Ezidis Call For Genocide Recognition At Srebrenica
Four Ezidis from Iraq called for atrocities committed against their sect by the Islamic State (ISIS) militants in Sinjar to be recognized as genocide.
Jointing thousands of Bosnian Muslims at a commemoration on Tuesday (July 11) of the 8,000 men and boys killed in 1995 at Srebrenica, the four Iraqi Ezidis said they have also faced persecution at the hands of the ISIS militants as the Bosnian Muslims faced at hands of Serbs.
"We have endured horrific abuse and persecution -- the Bosnian Muslims at the hands of Serbs and Ezidis at the hands of the Islamic State -- and we share the memories and recognize each others' feelings," said Hussam Abdukah, a Yazidi lawyer who is documenting the ISIS crimes and is a member of a peacebuilding program in northern Iraq.
The activists attending the Srebrenica anniversary, who also included two Iraqis, said they hoped to use the Srebrenica families' experiences to help build cases against ISIS militants that can eventually be used in international criminal courts.
"We urge the international community that just like in Srebrenica it helps open mass graves and build cases because we fear that traces of the crime might stay hidden," said Basma Naji, who fled Sinjar just hours before the attack.

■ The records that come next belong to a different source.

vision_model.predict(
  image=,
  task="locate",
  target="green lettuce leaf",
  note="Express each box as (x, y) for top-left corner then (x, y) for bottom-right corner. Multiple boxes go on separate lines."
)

ISIS has systematically killed, captured or enslaved thousands of Ezidis when it overran the town of Sinjar in northern Iraq in August 2014.
Proclaiming a theocratic caliphate based on a radical interpretation of Sunni Islam, ISIS has tried to erase the Ezidis' identity by forcing men to choose between conversion to Islam or death, raping girls as young as nine, selling women at slave markets, and drafting boys to fight.
According to the General-Directorate of Ezidi Affairs in the Kurdistan Regional Government (KRG) Ministry of Endowment and Religious Affairs, there are an estimated 550,000 Ezidis living in Iraq.
Of those Ezidis, as many as 360,000 were displaced following the 2014 attacks and an estimated 1,200 others were killed during the militants’ rampage.
ISIS militants managed to kidnap over 6,400 others, including 3,538 women, who have been the focus of rescue efforts.